Con la desaparición de Interviú el periodismo echa otra palada sobre su propia fosa y los niños de la Transición escupimos -colmillamente- sobre los desperdicios de nuestras ilusiones malogradas; sobre la ingenuidad marchita.

Resulta presuntuoso glosar la contribución de Interviú al periodismo, cuando el periodismo era el oficio más bonito del mundo. Y basta recordar que por ahí anduvieron Cela, Vázquez Montalbán, Raúl del Pozo y Millás para dar por sentado lo mucho que supuso la revista de Antonio Asensio para la edad de plata del columnismo.

Sin embargo, tengo la obligación sentimental y memoralística de esbozar lo que significaron sus portadas para toda una generación de zagales salaces en plena revolución hormonal porque la vocación elegíaca forma parte de nuestras señas de identidad y porque las exequias de Interviú dan bula para ajustar cuentas con una de las férulas más absurdas del revisionismo pazguato de esta era líquida -de liquidación, se entiende-.
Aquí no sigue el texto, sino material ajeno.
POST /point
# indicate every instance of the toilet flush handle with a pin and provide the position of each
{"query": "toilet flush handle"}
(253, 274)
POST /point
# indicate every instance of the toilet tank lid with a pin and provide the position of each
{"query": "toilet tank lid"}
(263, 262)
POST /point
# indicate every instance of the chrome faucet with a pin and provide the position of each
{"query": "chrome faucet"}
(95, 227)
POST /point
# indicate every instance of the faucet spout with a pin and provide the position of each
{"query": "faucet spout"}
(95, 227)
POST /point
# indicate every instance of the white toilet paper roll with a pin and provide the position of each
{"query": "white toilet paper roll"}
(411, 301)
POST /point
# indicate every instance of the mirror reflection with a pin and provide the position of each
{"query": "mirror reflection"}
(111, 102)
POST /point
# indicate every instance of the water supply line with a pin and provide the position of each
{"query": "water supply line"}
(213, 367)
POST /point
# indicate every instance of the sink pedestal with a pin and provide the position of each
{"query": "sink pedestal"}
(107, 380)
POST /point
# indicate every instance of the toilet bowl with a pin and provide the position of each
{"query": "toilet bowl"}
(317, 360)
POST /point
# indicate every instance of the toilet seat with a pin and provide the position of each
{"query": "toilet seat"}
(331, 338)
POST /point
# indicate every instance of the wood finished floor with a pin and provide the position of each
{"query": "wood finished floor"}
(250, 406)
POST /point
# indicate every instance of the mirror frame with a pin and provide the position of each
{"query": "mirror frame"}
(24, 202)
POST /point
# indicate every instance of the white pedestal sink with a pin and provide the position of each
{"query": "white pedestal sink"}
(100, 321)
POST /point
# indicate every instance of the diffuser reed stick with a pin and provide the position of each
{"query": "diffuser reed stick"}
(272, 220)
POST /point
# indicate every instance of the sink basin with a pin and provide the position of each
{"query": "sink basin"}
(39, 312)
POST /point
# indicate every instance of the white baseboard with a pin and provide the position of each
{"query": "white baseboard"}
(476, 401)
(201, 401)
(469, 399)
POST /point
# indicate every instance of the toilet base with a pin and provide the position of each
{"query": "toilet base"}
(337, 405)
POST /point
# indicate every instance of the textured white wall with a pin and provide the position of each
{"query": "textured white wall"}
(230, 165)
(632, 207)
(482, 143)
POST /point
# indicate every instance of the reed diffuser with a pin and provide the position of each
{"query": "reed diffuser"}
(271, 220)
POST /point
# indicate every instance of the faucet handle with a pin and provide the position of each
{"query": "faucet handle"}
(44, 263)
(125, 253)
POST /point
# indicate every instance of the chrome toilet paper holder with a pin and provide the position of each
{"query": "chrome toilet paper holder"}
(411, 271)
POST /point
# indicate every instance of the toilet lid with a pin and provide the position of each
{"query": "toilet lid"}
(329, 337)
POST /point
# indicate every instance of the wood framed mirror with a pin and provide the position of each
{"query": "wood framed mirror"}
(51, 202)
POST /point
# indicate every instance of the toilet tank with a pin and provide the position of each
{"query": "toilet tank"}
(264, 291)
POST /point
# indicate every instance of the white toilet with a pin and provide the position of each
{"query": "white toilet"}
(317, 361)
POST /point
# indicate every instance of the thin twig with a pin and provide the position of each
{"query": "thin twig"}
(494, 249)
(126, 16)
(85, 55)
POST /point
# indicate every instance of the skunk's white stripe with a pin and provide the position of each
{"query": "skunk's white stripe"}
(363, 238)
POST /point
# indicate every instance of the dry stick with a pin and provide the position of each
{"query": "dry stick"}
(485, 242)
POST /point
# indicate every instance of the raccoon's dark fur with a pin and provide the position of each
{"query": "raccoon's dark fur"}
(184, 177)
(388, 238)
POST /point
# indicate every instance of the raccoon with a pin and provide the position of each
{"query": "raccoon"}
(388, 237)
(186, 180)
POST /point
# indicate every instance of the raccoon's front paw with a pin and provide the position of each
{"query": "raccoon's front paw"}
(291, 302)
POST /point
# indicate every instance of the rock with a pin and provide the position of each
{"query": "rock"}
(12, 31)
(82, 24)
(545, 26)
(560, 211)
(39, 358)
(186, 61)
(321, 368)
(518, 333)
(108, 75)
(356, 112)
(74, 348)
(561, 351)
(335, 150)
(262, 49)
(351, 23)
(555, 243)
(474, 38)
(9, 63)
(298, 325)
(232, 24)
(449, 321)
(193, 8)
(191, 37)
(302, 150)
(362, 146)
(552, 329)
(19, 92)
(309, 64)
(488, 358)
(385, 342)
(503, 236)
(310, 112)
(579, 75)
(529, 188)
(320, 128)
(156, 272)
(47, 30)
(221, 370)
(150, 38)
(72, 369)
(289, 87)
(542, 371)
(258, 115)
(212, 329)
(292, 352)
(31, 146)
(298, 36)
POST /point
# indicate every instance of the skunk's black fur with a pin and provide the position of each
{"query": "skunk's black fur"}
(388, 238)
Leo que los desnudos de Interviú son ahora patrimonio feminista -¡que se prepare el As!-, de lo cual se infiere la voracidad del Movimiento y lo baratita que sale la escarapela. Así que aprovecho el deceso para reivindicar con esa alegría revolucionaria que subyace en la sana nostalgia aquellas míticas portadas de mi pubertad.

Porque dieron al destape una coartada intelectual. Porque -luego lo supimos- la lubricidad era señuelo y zaguán del periodismo. Porque esa mixtura de información de calidad y mujeres desnudas es irrepetible por mucho que el feminismo practique ahora de plañidera. Porque sus modelos fueron una ventana abierta al relajo en los talleres proletarios y en las cabinas de los transportitas, cuando los putos franceses nos volcaban los tomates. Y porque todos tenemos una deuda con nuestras mitomanías.

Yo empecé a leer Interviú con las poluciones primeras en la trastienda de una carpintería en Lorca: mi tío Pepe tenía una pila y, francamente -niño pobre de la posguerra como era- no me lo imagino atesorando reportajes. Era un tiempo prehistórico en el que, como no existía internet, los chiquillos aliviábamos la lascivia con una revista a la altura de las rodillas.

De aquella época me quedó una extraña devoción por la revista que, a la postre, me ayudó a recordar sus portadas estelares con la dedicación de un coleccionista. Aún no había leído la catalogación de tetas de Ramón Gómez de la Serna, pero aprendí a apreciar, gracias a Interviú, algunas maravillas de la zoología y el espectáculo. Los senos breves de aureola libertaria de Marisol. Los senos orondos y aristocráticos de Cayetana de Alba. Los senos lorquianos verde aceituna de Lola Flores. Los senos místicos de Concha Velasco. E incluso el seno bizco de la cantante Sabrina.

En el instituto un profesor progre nos hablaba de los paisajes de Turner y Constable, y de los bodegones humanizados de Arcimboldo. Pero, pura pasión adolescente, yo nunca vi mayor concentración de naturaleza y armonía que aquella portada mítica en la que Natalia Estrada hacía el saludo al sol en Interviú.

Por todos aquellos momentos, salve revista mítica, he aquí un humilde obituario. ¡Hasta siempre, Interviú!